Sunday, January 04, 2015

`The Surest Teachers of Such Reflection'

“What I’ve learned from him about people and books, poetry and art is so immense that I place him among my best teachers.” 

Guy Davenport is writing of his friend Jonathan Williams in the introduction to the latter’s A Palpable Elysium: Portraits of Genius and Solitude (David R. Godine, 2002), and he might be writing of himself. Davenport adds: “Well, a kind of teacher: the best kind. A good teacher knows things in a way that makes you want to know them too.” 

Davenport’s essays, poems and stories, are filled with the things he knew and wished to share with readers. Seldom do we sense Davenport is merely showing off his learning. Rather, his writing expresses a generosity of spirit and imagination (a central word in his lexicon). Davenport is a quiet enthusiast of the world who perceives unity in the human enterprise where the lazy see only chaos. Twenty-two of his books are on my shelf. 

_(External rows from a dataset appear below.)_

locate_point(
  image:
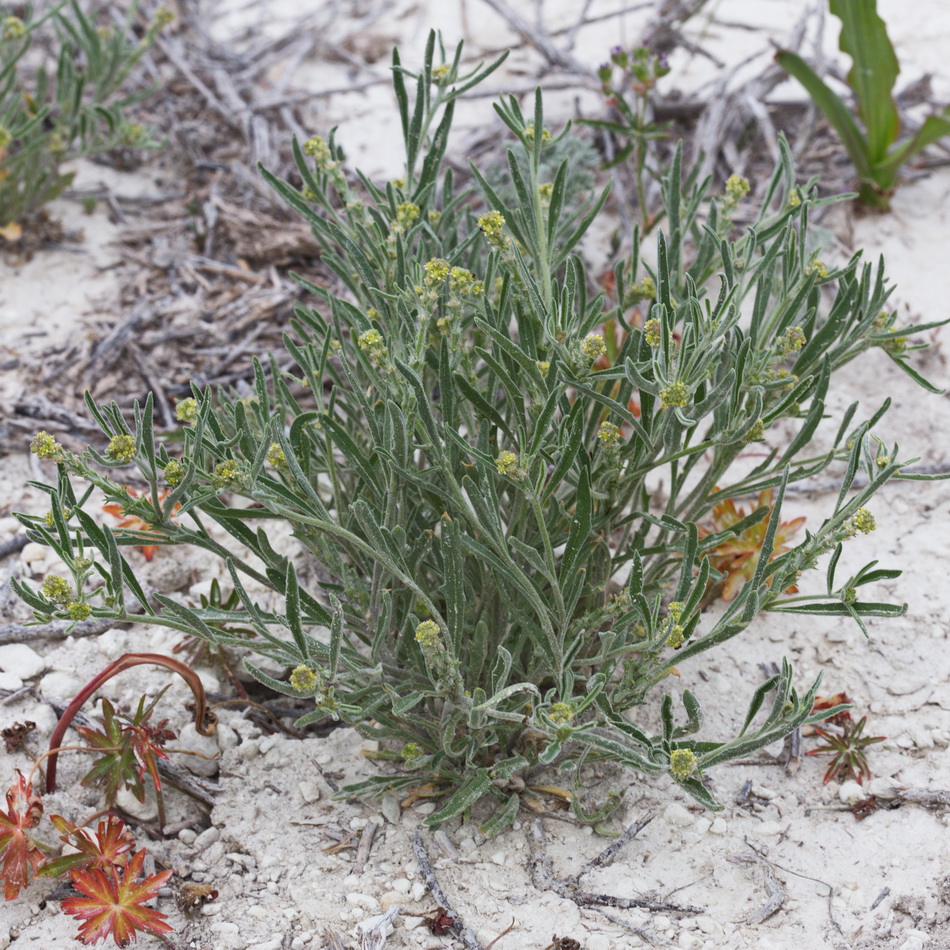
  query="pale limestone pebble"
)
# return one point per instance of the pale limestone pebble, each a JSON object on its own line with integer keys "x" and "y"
{"x": 113, "y": 643}
{"x": 226, "y": 737}
{"x": 10, "y": 681}
{"x": 33, "y": 553}
{"x": 207, "y": 838}
{"x": 144, "y": 811}
{"x": 21, "y": 660}
{"x": 852, "y": 792}
{"x": 204, "y": 761}
{"x": 915, "y": 940}
{"x": 678, "y": 815}
{"x": 309, "y": 791}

Collected in Williams’ book are dozens of photographs he took of artists well known and obscure, including a no-nonsense portrait of Davenport seated at his typewriter in his home on Sayre Avenue in Lexington, Ky. No bohemian, Davenport. He wears a dress shirt and jacket, and might be a claims adjuster or a Methodist minister. Williams writes: 

“What can I tell you about Cousin Guy? Well, for one thing, as a Man of American Letters in these squalid times, he is our best. The Geography of the Imagination [North Point Press, 1981] is a book of essays like few others. You’ll learn things about Hobbits, Whitman, Ezra Pound, Grant Wood, Tchelitchew, Ronald Johnson, and a host of others that you never ever even thought about. It sizzles. It’s damp between the toes.” 

Williams, like any seasoned reader of Davenport, identifies him as writer-as-teacher. In 1983, Davenport wrote the introduction to a reissue of Montaigne’s Travel Journal, later collected in Every Force Evolves a Form (1987). In that essay he writes:

“We all lead a moral inner life of the spirit, on which religion, philosophy, and tacit opinion have many claims. To reflect on this inner life rationally is a skill no longer taught, though successful introspection, if it can make us at peace with ourselves, is sanity itself. The surest teachers of such reflection, certainly the wittiest and most forgiving, are Plutarch and Montaigne.”

Davenport was born on Nov. 23, 1927, in Anderson, S.C., and died on this date, Jan. 4, in 2005, in Lexington, Ky. The only true way to honor him is to read him.